Because these reviews would hold up payments of appropriate claims, Centers for Medicare & Medicaid Services is also permitting therapy providers to request, from the Medicare Administrative Contractors, preapproval of any therapy services they render to a beneficiary. In this way, when they have actually performed the therapy and submit a claim, the medical necessity of the services had already been approved, and the claim can go right to payment. And rather than preapprove each and every therapy session, therapists must request the preapproval of blocks or chunks of 20 therapy days at a time.

This should concern beneficiaries, but only to a limited extent. These limits do not apply to beneficiaries in Medicare Advantage (Part C), but only to those in Original (fee-for-service) Medicare. And they are only for outpatient therapy, not for therapy you may get in as an inpatient during a Medicare covered hospital or Skilled Nursing Facility (SNF) stay. Nor does it apply to therapy you get under a home health plan of care. And, finally, it does not apply to therapy you get as an outpatient of a so-called “critical care hospital,” typically these are in rural areas; but contrary to what you may have heard, as this is new in 2012, it does apply to outpatient therapy you receive in all other hospitals.
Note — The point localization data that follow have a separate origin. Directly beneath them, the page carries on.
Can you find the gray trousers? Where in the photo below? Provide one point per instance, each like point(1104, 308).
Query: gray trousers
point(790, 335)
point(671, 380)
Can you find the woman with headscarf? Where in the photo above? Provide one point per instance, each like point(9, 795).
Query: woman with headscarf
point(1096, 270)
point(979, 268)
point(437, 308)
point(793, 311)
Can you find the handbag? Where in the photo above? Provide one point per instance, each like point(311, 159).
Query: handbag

But if these exceptions don’t apply, and you have gotten a lot of therapy this calendar year, you may get a voluntary Advance Beneficiary Notice (ABN) from your therapy provider that your services may not be covered. And whether you get one or not, beneficiaries need to understand that Centers for Medicare & Medicaid Services is taking the position that if you receive therapy over and above the statutory $1,880 limit and it is not medically necessary, you are not protected by the limitation-of-liability provision as the care is statutorily excluded, like eyeglasses or dental care. Normally, if a beneficiary gets a service that is not medically necessary, even when Medicare denies the claim, the beneficiary does not have to pay the provider for the care as it is assumed the beneficiary had no way of knowing that the care was not covered, unless of course they got an Advanced Beneficiary Notice saying that it wasn’t. So that’s why you may get one from your therapist, even if in this case they are not required to give it to you. But if you do get one, or if you think your therapy may exceed the $3,700 cap, you may wish to defer your therapy and ask that your therapist get preapproval from Medicare for your therapy. The Medicare Administrative Contractors have to OK or deny a preapproval request in 10 working days, or it is automatically approved, so the decision should not be too long in coming, and you may prefer waiting a bit to make sure whether or not you’ll be liable for the therapy services.

And there are a few more quirks. One is that as part of its implementation strategy, Medicare will be phasing the new requirement in gradually. So on October 1 not all therapists will come under this, but only about a third, and then the next third on November 1, and the final third on December 1. So it’s possible that this will keep you from falling into it. The other is that this whole thing is scheduled to go away December 31, 2012, so unless Congress passes new legislation concerning this, you can forget about it in 2013!